A Survey on Latent Reasoning

TL;DR

Latent CoT reframes reasoning by shifting from discrete token-level intermediate steps to continuous hidden states, potentially expanding expressive capacity beyond token-based CoT. The survey develops a unified framework classifying latent CoT into vertical activation-based recurrence and horizontal hidden-state recurrence, and reviews diffusion-based and training-induced variants. It also covers mechanistic interpretability, theoretical notions of layer-based reasoning, and frontier ideas for infinite-depth reasoning via diffusion and optimization-based frameworks. The work highlights the need for standardized benchmarks and integration of architectural and training-based approaches to realize scalable, interpretable latent reasoning in future LLMs.

Abstract

Large Language Models (LLMs) have demonstrated impressive reasoning capabilities, especially when guided by explicit chain-of-thought (CoT) reasoning that verbalizes intermediate steps. While CoT improves both interpretability and accuracy, its dependence on natural language reasoning limits the model's expressive bandwidth. Latent reasoning tackles this bottleneck by performing multi-step inference entirely in the model's continuous hidden state, eliminating token-level supervision. To advance latent reasoning research, this survey provides a comprehensive overview of the emerging field of latent reasoning. We begin by examining the foundational role of neural network layers as the computational substrate for reasoning, highlighting how hierarchical representations support complex transformations. Next, we explore diverse latent reasoning methodologies, including activation-based recurrence, hidden state propagation, and fine-tuning strategies that compress or internalize explicit reasoning traces. Finally, we discuss advanced paradigms such as infinite-depth latent reasoning via masked diffusion models, which enable globally consistent and reversible reasoning processes.
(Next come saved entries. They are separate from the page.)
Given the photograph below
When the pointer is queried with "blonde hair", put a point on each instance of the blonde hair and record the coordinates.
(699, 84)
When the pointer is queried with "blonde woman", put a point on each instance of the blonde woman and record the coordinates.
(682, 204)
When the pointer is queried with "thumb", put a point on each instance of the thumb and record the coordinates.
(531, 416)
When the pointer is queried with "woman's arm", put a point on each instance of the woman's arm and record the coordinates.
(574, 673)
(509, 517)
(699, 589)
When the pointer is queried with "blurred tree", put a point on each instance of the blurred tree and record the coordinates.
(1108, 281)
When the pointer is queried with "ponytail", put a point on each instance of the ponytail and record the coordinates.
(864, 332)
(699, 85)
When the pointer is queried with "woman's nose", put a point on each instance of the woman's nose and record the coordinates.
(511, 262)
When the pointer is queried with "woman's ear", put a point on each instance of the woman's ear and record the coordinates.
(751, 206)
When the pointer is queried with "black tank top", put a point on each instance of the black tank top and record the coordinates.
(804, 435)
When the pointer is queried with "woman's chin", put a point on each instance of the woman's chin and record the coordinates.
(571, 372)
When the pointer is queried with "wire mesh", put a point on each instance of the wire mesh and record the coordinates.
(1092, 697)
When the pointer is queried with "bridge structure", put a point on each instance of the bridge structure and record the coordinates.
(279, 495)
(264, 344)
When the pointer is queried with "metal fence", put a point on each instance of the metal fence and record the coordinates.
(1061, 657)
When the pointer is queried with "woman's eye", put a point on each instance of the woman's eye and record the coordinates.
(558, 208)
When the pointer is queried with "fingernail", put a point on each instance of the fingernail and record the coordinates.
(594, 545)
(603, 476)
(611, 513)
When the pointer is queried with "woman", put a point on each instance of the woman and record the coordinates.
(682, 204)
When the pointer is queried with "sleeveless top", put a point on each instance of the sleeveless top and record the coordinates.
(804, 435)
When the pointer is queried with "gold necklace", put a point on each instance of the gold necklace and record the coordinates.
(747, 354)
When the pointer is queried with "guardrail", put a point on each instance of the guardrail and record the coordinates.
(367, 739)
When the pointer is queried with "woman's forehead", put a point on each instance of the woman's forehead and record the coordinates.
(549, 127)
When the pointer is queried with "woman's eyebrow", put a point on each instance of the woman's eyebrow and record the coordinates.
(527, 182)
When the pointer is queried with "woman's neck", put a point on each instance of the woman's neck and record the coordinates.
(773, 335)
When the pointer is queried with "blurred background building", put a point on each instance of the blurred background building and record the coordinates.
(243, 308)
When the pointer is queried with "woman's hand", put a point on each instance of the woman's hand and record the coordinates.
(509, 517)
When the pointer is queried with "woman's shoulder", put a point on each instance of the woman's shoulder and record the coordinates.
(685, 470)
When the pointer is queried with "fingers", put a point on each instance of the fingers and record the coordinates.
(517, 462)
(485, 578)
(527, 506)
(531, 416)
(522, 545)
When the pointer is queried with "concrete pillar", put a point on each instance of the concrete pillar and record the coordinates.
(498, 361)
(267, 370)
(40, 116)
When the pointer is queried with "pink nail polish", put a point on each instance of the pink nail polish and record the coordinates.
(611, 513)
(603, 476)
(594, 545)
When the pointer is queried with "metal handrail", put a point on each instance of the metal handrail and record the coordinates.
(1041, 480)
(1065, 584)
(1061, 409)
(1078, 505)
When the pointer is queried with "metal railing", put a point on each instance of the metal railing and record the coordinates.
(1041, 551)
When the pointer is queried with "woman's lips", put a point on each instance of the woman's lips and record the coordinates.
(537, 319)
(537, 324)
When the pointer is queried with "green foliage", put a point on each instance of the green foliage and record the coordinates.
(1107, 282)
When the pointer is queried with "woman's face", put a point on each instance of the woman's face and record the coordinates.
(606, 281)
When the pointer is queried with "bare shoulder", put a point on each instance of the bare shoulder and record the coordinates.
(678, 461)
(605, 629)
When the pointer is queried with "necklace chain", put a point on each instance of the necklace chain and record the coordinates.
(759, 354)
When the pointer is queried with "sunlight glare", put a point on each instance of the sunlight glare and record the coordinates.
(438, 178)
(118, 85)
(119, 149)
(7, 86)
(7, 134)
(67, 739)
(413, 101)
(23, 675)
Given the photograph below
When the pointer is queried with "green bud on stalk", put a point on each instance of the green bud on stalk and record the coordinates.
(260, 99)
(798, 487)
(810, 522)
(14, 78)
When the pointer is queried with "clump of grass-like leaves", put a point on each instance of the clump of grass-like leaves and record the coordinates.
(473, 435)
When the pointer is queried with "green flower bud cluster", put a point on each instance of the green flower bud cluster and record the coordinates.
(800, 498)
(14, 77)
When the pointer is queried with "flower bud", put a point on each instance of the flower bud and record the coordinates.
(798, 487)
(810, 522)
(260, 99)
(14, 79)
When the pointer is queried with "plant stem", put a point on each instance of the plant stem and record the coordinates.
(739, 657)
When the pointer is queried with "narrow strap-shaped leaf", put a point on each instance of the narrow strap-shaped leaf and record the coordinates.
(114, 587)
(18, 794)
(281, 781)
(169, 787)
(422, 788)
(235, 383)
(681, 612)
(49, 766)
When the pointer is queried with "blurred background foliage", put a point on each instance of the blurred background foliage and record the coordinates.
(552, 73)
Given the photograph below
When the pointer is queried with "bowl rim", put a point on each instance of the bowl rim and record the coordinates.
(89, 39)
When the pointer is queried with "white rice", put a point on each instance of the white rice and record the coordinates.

By unifying these perspectives, we aim to clarify the conceptual landscape of latent reasoning and chart future directions for research at the frontier of LLM cognition. An associated GitHub repository collecting the latest papers and repos is available at: https://github.com/multimodal-art-projection/LatentCoT-Horizon/.

Figures (5)

• Figure 1: Explicit reasoning transmits discrete tokens ($\approx 15\,\text{bits}$ each), whereas latent reasoning exchanges full 2560-dimensional FP16 hidden states ($\approx 40,960\,\text{bits}$ each), revealing a $\sim\!2.7\times10^{3}$-fold bandwidth gap between the two approaches.
• Figure 2: Taxonomy of Latent Reasoning.
• Figure 3: Comparison of Activation-Based and Hidden-state-Based Latent Reasoning. Activation-based methods (left) iteratively refine representations by looping through the same layers over multiple time steps ($T=1, 2,..., N$), increasing computational depth. Hidden-state-based methods (right) process information sequentially, evolving a hidden state that carries information across a potentially long temporal sequence ($T=1, 2,..., N$).
• Figure 4: Conceptual diagram of a Pre/Loop/Coda architecture with per-iteration input $x_t$, hidden state $S_t$ (KV-cache), depth embedding $d_t$, and a dynamic-stop gate.
• Figure 5: An evolutionary graph of the text diffusion models, including three architectural families: Masked Diffusion Models, Embedding-based Diffusion Models, and Hybrid AR-Diffusion Models.